Materials used in Modern Shipbuilding

The process of manufacturing a boat involves many steps including design, fabrication, assembly, testing, and so on. Design, in addition to being the first step, is among the most important. A pivotal aspect of the design process is deciding which material to use for the boat’s hull. In this blog we will discuss the four most commonly used materials for shipbuilding: steel, aluminum, fiber-reinforced plastic (FRP), and polyethylene.


Steel is among the most popular materials used for boats and has been the material of choice for the last century. It is popular for many reasons, such as its high strength, durability, resistance to abrasion, and relatively low cost. Despite this, as new composite materials are being developed, providing better and cheaper alternatives of equal strength and lesser weight, its popularity is beginning to wane. Nevertheless, steel is still widely used, especially in the production of large ships. In terms of sustainability, steel has a very precise production process that creates little to no constructional waste. Furthermore, it is fully recyclable at the end of its service life and is therefore a very sustainable option for boats.


Aluminum is a material preferred by many boat manufacturers due to its lightweight nature, especially when compared to steel. In addition to being more stable and seaworthy, aluminum boats can travel faster due to their reduced weight. This also provides better fuel mileage. Other benefits of aluminum are its easy workability, resistance to chemicals and corrosion, and imperviousness to magnetism, all of which make it a great option. The drawbacks of aluminum are that it is expensive, soft, and more susceptible to abrasion. However, aluminum is recyclable, making is a sustainable option.
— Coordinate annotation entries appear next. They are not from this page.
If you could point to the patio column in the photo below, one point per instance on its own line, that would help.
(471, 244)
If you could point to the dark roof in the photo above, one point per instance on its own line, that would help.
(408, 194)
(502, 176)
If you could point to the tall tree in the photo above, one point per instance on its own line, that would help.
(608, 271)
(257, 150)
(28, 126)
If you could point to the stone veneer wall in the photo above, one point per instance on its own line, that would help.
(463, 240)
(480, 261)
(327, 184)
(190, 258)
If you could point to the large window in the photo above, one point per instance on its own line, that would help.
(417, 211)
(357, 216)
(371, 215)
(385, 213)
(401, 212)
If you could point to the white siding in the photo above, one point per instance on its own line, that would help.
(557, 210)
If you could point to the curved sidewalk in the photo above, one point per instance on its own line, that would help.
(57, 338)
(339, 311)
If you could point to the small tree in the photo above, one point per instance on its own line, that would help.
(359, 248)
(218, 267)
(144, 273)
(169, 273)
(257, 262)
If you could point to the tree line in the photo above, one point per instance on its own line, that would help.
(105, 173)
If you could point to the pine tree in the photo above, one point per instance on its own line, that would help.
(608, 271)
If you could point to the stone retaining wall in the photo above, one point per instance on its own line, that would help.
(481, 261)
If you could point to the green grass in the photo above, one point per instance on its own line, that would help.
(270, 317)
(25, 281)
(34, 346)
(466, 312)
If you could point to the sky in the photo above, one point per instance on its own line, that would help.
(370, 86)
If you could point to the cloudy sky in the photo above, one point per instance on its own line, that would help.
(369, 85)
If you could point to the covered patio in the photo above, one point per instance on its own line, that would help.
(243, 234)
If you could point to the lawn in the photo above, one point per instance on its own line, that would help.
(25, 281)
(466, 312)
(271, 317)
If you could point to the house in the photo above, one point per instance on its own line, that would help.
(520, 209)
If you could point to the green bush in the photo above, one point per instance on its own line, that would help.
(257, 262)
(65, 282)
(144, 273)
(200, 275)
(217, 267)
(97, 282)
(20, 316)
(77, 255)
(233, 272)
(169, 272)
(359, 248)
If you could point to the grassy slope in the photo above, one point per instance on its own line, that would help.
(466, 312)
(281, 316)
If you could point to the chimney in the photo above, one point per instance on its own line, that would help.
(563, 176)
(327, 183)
Fiber-Reinforced Plastic (FRP)

FRP has become a very popular material over the past decades and remains one of the best options on the market. It is a single structure that is lightweight, strong, watertight, durable, and resistant to corrosion. It was initially developed for military use, but has since been adopted by all levels of maritime application. Despite FRP being relatively cheap, the process of manufacturing boats from it requires highly skilled labor, making it less economically viable than other options. However, FRP has a much longer life than other materials, providing a good return on investment. Furthermore, FRP is fully recyclable and has no adverse effects on the marine ecosystem, making it a very sustainable product.
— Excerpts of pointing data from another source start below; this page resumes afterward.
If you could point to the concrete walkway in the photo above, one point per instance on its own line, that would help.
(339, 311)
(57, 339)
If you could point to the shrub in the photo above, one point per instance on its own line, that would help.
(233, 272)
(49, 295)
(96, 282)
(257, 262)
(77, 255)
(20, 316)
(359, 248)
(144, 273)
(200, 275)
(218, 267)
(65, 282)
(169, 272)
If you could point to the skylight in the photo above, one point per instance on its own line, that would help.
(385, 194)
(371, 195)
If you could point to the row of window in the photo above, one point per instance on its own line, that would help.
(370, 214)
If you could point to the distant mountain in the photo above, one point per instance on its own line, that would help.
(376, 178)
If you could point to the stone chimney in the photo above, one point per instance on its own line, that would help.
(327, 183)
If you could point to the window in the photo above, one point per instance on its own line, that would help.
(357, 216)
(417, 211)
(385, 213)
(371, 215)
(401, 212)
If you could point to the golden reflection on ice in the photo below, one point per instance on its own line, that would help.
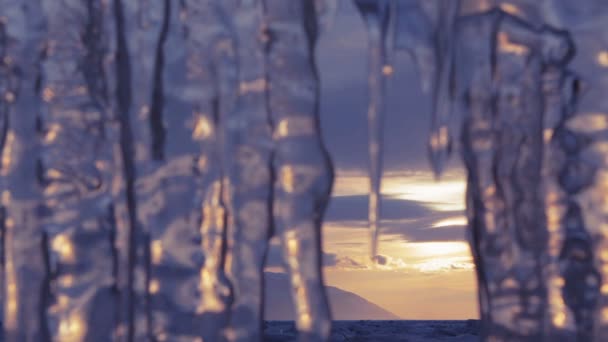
(154, 286)
(505, 45)
(602, 58)
(297, 178)
(203, 128)
(72, 328)
(452, 221)
(294, 126)
(62, 245)
(156, 249)
(256, 86)
(510, 8)
(387, 70)
(588, 122)
(439, 139)
(7, 152)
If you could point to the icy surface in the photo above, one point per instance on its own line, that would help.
(386, 331)
(376, 14)
(151, 148)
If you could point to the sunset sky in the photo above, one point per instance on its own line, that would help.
(428, 271)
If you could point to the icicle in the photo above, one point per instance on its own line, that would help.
(326, 13)
(502, 139)
(246, 149)
(301, 163)
(25, 266)
(209, 92)
(414, 33)
(440, 139)
(142, 28)
(76, 171)
(376, 16)
(573, 281)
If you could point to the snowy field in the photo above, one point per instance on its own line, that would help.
(414, 331)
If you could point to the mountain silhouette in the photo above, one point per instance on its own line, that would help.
(278, 304)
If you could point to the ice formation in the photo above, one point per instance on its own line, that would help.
(150, 151)
(151, 148)
(376, 14)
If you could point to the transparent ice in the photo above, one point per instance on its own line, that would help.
(376, 14)
(151, 149)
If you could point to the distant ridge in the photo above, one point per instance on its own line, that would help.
(278, 305)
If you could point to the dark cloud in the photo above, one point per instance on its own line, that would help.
(345, 208)
(274, 257)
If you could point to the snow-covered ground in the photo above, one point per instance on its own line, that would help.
(411, 331)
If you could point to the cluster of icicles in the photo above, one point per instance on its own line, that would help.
(151, 148)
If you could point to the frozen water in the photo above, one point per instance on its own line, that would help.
(151, 148)
(376, 15)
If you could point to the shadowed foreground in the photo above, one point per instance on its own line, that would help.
(384, 331)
Finally, polyethylene is a very versatile material ideal for boat building across all marine applications. This includes surveillance, amateur and professional fishing, security, and others. The defining characteristics of polyethylene are its high strength-to-density ratio, advanced chemical & impact resistance, low maintenance, and greater buoyancy, all of which make it ideal for boat construction. Polyethylene is similar to FRP in that it is molded rather than fabricated like aluminum or steel. This allows for more complex designs. However, polyethylene is not without its disadvantages. For one, it is not as structurally stiff as aluminum or steel, which limits the number of boats it can be made with. Second, polyethylene tends to become brittle over time and cannot withstand high temperatures without deforming. However, polyethylene is recyclable and therefore a sustainable choice.